Zo is het, dat Wij, de Raad van State gehoord, en met gemeen overleg der Staten-Generaal, hebben goedgevonden en verstaan, gelijk Wij goedvinden en verstaan bij deze:

Hoofdstuk I. Belastingplicht
Artikel 1

Onder de naam 'loonbelasting' wordt van werknemers of hun inhoudingsplichtige, van artiesten, van beroepssporters, van buitenlandse gezelschappen en van bij of krachtens deze wet aan te wijzen andere personen een directe belasting geheven.

Artikel 2
  • 1 Werknemer is de natuurlijke persoon die tot een inhoudingsplichtige in privaatrechtelijke of in publiekrechtelijke dienstbetrekking staat of van een inhoudingsplichtige loon geniet uit een vroegere privaatrechtelijke of publiekrechtelijke dienstbetrekking van hemzelf of van een ander, dan wel uit een bestaande privaatrechtelijke of publiekrechtelijke dienstbetrekking van een ander.

  • 2 Degene die van een Nederlandse publiekrechtelijke rechtspersoon loon geniet uit een dienstbetrekking tot een niet-inhoudingsplichtige dan wel loon in de vorm van premies voor werkaanvaarding ten behoeve van uitkeringsgerechtigden, wordt geacht tot die rechtspersoon in dienstbetrekking te staan.

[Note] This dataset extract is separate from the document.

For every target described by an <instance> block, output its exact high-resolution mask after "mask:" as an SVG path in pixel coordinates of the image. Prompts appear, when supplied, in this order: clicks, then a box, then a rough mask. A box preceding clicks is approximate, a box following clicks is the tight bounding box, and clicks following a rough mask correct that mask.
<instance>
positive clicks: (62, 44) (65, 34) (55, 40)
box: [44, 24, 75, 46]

  • 3 Tenzij werkzaamheden zijn of worden verricht in een functie van bestuurder of commissaris van een in Nederland gevestigd lichaam, dan wel in dienstbetrekking bij de Staat der Nederlanden of in het kader van een uitzending op grond van een verdrag waarbij de Staat der Nederlanden partij is, is het eerste lid niet van toepassing op personen die niet in Nederland wonen, met betrekking tot een geheel buiten Nederland vervulde dienstbetrekking. Voor werkzaamheden die zijn of worden verricht aan boord van schepen of luchtvaartuigen in het internationale verkeer van een onderneming waarvan de leiding in Nederland is gevestigd, is de eerste volzin slechts van toepassing indien wordt voldaan aan de in het vierde lid gestelde voorwaarden.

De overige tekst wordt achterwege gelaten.